Critics from Wiadomości Literackie and Dekada noted distorted social truths and clumsy handling of class disparity, unemployment, and homelessness. Zahorska accused the filmmakers of plagiarism, citing uncredited use of scenes from Dziga Vertov's Soviet film Enthusiasm (1931). Poor sound and Stanisław Wohl's cinematography (save for a few strong shots) were also criticized.

Zahorska defended Ford: "It's particularly sad that this bitter Awakening came from his hand. But there's something beyond his personal fault. The paradox lies in conflicting interests, dependence on fleeting capital, or its absence. In wild, unhealthy haste, any significant intent gets lost or muddied. Ford may not be entirely to blame. He simply succumbed to the pressure". Teodor Braude of Dekada praised Ford's attempt to address contemporary issues despite the flaws.

Andrzej Ruszkowski called Zofia Nakoneczna's debut promising, though poorly filmed.

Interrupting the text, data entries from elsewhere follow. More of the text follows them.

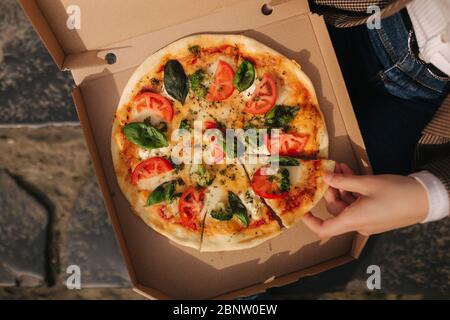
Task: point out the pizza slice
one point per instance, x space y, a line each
234 216
290 187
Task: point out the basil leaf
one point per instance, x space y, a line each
238 208
196 80
145 135
244 77
163 193
222 214
184 124
280 116
283 178
284 161
202 176
175 80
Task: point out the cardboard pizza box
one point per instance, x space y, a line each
127 32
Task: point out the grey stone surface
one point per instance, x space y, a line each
23 234
32 89
413 260
90 242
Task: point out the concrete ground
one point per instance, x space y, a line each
52 214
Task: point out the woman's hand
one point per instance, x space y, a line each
369 204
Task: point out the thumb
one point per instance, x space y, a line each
325 228
348 182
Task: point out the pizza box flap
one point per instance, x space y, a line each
96 26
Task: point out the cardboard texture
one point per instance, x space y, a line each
159 268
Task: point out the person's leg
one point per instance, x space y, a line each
392 95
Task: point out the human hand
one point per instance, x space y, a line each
369 204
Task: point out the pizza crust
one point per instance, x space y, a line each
290 218
245 239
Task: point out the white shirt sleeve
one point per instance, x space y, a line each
438 201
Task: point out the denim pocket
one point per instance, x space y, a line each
408 79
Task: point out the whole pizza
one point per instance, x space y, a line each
218 142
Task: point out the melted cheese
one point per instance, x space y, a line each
295 174
252 203
153 182
216 197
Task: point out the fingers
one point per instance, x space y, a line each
333 201
325 228
348 182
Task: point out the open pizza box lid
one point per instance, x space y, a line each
132 31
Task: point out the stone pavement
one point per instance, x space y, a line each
32 89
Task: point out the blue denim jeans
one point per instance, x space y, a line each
394 95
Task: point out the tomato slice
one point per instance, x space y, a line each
149 168
290 144
190 205
209 124
156 103
222 86
264 96
265 187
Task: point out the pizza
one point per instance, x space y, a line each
218 142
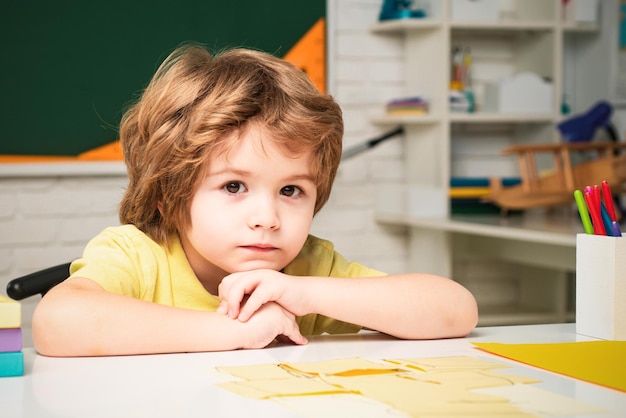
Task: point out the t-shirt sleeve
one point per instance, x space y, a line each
117 259
319 258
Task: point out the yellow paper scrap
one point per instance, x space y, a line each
447 364
347 367
600 362
448 386
271 388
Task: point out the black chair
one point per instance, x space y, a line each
38 282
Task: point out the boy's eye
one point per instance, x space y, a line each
290 191
234 187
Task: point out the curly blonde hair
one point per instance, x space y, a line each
196 106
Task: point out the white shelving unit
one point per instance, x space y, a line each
530 36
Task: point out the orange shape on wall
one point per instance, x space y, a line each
309 54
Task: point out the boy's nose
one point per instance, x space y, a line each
264 215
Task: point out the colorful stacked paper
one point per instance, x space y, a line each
407 106
11 356
468 194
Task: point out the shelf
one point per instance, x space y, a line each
403 25
579 27
383 119
500 118
520 315
478 117
532 227
503 26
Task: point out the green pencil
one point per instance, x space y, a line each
583 212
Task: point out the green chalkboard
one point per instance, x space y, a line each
69 68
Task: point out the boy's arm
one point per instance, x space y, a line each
409 306
79 318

Bazyli Sikiewicz fared worse. Performances by Aleksander Zelwerowicz, Stefan Jaracz, Igo Sym, Władysław Walter, Janina Macherska, and Kazimierz Junosza-Stępowski were praised. Child actress Ewa Kołogórska received high marks.

== Legacy ==
In 1935, Jan Nowina-Przybylski (director), Napoleon Sądek (writer), and Seweryn Steinwurzel (editor) re-edited the film, adding new scenes to recoup financial losses. Titled Miłość maturzystki (Love of a Graduate), it screened in provincial cinemas.

The National Film Archive considers Przebudzenie a lost film.